Hello,

I am attempting to estimate a model:

Code:
logit y x1 x2 x3
where x1 is a dummy variable, x2 and x3 are continuous variables with non-normal distributions, and x1-3 have missing values. To fill in the missing values, I am using multiple imputation. One possible specification would be:

Code:
mi set flong
mi register imputed x1 x2 x3
mi impute chained (logit) x1 (pmm, knn(10)) x2 x3 = y, add(5) burnin(10)
However, testing has shown that x2 and x3 have a non-linear relationship; therefore I would like for the mi procedure to perform a customized regression during the first step of predictive mean matching. For example when imputing during iteration 2, I would like for the model for x2 to be specified such that x3 is binned into the categorical variable b3, which has ten bins for different ranges of values of x3, and the variable b3 to be included in the model as a factor variable.
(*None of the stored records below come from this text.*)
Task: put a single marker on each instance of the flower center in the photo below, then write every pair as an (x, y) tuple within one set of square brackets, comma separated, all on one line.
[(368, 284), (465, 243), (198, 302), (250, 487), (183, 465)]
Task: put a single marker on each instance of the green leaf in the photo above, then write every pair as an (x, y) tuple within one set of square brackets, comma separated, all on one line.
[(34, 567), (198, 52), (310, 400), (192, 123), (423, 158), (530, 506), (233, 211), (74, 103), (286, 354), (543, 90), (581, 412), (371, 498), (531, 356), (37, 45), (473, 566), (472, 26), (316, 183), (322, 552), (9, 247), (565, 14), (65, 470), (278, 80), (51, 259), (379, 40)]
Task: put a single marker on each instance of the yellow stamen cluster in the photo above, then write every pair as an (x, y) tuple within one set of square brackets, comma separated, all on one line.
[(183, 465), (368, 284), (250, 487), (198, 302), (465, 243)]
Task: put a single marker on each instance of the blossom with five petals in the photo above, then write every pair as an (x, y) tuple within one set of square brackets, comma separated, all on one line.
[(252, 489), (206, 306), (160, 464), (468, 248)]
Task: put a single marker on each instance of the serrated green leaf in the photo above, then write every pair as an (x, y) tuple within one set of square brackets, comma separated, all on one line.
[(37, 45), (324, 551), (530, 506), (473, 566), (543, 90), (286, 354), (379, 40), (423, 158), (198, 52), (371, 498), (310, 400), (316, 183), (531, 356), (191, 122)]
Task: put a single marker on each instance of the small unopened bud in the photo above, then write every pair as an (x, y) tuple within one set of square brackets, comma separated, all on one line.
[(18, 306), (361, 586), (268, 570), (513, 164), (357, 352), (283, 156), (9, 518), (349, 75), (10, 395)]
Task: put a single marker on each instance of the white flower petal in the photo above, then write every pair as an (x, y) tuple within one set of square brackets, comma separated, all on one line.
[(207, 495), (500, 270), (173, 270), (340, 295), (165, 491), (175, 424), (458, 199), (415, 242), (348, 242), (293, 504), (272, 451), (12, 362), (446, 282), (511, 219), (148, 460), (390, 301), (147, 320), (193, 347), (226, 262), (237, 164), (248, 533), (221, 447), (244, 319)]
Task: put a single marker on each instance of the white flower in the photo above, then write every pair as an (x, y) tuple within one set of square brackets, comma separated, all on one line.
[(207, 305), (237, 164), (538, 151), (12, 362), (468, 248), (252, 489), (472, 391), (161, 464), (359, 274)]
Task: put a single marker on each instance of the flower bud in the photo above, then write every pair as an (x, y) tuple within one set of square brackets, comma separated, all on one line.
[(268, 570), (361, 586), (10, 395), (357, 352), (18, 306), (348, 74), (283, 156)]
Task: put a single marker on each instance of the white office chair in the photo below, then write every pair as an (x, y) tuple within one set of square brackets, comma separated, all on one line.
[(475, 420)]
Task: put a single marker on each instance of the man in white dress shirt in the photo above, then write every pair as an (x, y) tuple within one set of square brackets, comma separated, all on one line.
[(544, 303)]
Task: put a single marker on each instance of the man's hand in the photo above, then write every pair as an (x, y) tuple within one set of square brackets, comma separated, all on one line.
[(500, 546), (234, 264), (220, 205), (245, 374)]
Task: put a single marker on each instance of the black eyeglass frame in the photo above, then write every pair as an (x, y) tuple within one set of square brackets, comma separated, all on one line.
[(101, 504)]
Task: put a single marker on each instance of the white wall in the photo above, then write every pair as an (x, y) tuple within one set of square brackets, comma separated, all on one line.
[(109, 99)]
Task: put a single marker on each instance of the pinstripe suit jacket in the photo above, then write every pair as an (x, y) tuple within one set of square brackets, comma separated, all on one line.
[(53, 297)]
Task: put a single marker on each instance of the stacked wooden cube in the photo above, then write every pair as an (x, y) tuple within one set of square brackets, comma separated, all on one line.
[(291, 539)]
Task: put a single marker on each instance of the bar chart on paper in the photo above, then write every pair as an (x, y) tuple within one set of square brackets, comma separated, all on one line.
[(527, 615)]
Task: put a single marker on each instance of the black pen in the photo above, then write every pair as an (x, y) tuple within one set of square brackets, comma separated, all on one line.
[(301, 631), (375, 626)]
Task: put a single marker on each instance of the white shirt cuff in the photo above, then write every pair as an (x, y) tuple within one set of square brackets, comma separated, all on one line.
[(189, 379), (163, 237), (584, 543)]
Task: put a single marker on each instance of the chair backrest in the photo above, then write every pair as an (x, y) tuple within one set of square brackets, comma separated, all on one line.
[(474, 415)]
So, during the initial regression step when imputing x2, the code would theoretically be:

Code:
regress x2 x1 i.b3 y
instead of
Code:
regress x2 x1 x3 y
As a generalization, I would like for all continuous variables in the model to be continuous when they are the dependent variable, but to be binned into a specific number of automatically-determined bins when they are an independent variable.

Any help or guidance is deeply appreciated! I've played around with mata a few times before and think this may require defining a usermethod, but I'm hoping another method has been developed to handle this type of request. If not, any guidance as to where to find the right ado files on my system to "borrow" code from would be appreciated (I'm running Stata 15.1 on a Windows server).